Hensel minimality, $p$-adic exponentiation and Tate uniformization
Sebastian Eterović, Floris Vermeulen
TL;DR
This work develops a robust $1$-h-minimal framework over $\mathbb{C}_p$ to study tame non-Archimedean analytic phenomena arising from $p$-adic exponentiation and Tate uniformization. It builds a definable, countable language in which both $p$-adic exponentiation and Tate uniformization are definable, and proves the existence of a commuting family of derivations that respect definable maps, yielding a model-theoretic calculus for $p$-adic transcendence questions. The paper derives a uniform version of the $p$-adic Schanuel conjecture from a base conjecture and obtains weak Ax-type results, while introducing a Tate-map Ax--Schanuel framework. Through a blurring construction, it shows the Tate uniformization setting becomes quasiminimal, enabling a Zilber--Pink–style analysis of unlikely intersections and proving $p$-adic density results for likely intersections of elliptic curves, along with dimension bounds for analytic intersections in the $p$-adic setting.

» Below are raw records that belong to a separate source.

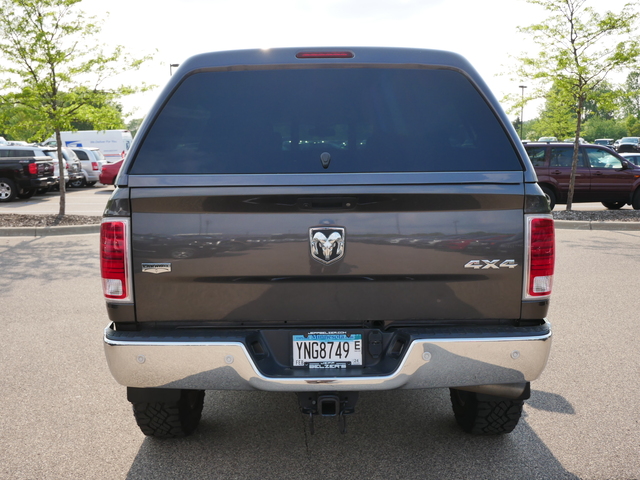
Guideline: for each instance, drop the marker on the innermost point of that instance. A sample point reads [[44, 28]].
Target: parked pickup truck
[[327, 222], [22, 176]]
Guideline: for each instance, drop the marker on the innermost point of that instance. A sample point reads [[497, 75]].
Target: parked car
[[73, 174], [73, 170], [22, 175], [92, 161], [110, 172], [330, 171], [602, 174], [629, 144], [632, 157]]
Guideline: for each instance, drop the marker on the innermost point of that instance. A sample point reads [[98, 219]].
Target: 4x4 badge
[[327, 244], [156, 268]]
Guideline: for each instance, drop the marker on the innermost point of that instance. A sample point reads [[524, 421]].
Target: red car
[[601, 176], [110, 172]]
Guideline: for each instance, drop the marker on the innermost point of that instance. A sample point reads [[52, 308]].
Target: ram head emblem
[[327, 244]]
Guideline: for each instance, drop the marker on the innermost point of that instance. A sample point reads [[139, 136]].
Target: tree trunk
[[576, 153], [61, 168]]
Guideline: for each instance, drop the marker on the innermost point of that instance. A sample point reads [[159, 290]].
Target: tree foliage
[[579, 48], [53, 70]]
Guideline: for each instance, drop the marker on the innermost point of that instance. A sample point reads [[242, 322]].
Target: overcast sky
[[484, 31]]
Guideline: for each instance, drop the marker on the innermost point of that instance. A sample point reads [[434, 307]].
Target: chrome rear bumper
[[204, 364]]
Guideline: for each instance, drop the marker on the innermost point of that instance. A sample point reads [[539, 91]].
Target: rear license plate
[[327, 350]]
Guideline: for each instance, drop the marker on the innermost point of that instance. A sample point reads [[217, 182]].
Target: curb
[[87, 229], [47, 231], [595, 225]]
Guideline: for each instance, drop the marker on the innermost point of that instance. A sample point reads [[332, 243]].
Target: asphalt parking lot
[[79, 201]]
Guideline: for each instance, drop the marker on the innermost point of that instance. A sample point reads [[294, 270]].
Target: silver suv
[[92, 161]]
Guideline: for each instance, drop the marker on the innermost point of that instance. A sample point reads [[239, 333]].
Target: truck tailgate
[[412, 253]]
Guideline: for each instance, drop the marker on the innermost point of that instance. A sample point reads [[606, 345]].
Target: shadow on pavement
[[394, 434]]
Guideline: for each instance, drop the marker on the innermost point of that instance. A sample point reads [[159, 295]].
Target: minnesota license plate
[[327, 350]]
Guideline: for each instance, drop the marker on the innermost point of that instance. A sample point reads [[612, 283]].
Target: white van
[[114, 144]]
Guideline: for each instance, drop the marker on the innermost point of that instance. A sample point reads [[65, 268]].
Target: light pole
[[522, 111]]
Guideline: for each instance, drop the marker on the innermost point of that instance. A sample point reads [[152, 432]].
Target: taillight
[[114, 259], [540, 256]]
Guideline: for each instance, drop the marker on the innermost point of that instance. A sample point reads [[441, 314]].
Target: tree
[[578, 49], [54, 71], [631, 99]]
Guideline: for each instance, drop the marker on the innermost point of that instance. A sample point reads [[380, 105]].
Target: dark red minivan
[[602, 175]]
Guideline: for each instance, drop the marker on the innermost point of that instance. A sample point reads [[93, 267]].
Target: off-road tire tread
[[481, 417], [12, 189], [170, 419]]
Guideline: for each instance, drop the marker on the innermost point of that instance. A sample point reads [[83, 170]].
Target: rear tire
[[8, 190], [170, 419], [551, 196], [484, 415], [636, 200]]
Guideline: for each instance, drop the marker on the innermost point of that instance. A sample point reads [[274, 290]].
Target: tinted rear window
[[366, 119]]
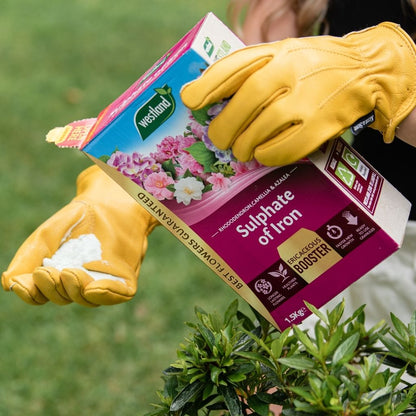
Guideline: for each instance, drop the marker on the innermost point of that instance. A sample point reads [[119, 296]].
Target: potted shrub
[[238, 365]]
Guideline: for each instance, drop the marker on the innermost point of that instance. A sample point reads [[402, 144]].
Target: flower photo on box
[[183, 168]]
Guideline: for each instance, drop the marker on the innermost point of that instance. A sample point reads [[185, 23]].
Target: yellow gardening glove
[[89, 252], [289, 97]]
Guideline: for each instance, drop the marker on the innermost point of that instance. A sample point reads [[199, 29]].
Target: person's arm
[[289, 97], [406, 130]]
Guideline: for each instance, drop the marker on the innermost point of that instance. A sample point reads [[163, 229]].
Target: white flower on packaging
[[187, 189]]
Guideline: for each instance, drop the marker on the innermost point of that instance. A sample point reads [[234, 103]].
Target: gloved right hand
[[289, 97], [89, 252]]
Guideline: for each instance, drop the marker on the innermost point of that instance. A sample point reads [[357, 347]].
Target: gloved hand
[[89, 252], [289, 97]]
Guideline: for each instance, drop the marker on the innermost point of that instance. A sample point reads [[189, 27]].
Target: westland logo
[[155, 111]]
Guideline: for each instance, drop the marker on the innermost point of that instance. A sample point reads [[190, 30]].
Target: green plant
[[237, 365]]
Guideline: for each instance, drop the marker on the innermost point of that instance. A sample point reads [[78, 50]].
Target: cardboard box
[[278, 236]]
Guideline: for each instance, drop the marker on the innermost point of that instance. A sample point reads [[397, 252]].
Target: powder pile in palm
[[76, 252]]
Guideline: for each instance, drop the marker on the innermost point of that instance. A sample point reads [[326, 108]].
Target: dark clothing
[[395, 161]]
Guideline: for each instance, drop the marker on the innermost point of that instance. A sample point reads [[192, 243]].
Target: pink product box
[[278, 236]]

Overall, the work extends o-minimal style tameness to non-Archimedean geometry, with implications for transcendence, unlikely intersections, and differential-algebraic methods in $p$-adic contexts.
Abstract
We use Hensel minimality, a non-Archimedean analog of o-minimality, to study several questions around transcendental number theory, unlikely intersections, and differential fields in a non-Archimedean setting. In particular, we focus on $p$-adic exponentiation and Tate uniformization on $\mathbb{C}_p$, which we show live in a Hensel minimal structure on $\mathbb{C}_p$. We start by constructing a large collection of derivations on Hensel minimal fields that respect definable functions, which we then apply to the $p$-adic Schanuel conjecture. We also study properties of local definability in analogy to work of Wilkie, and show that $p$-adic Schanuel implies a uniform version of itself. For Tate uniformization we show a strong closure property when blurring, and deduce that $\mathbb{C}_p$ with the blurred Tate uniformization is quasiminimal. Finally, we prove a result on $p$-adic density of likely intersections for powers of elliptic curves.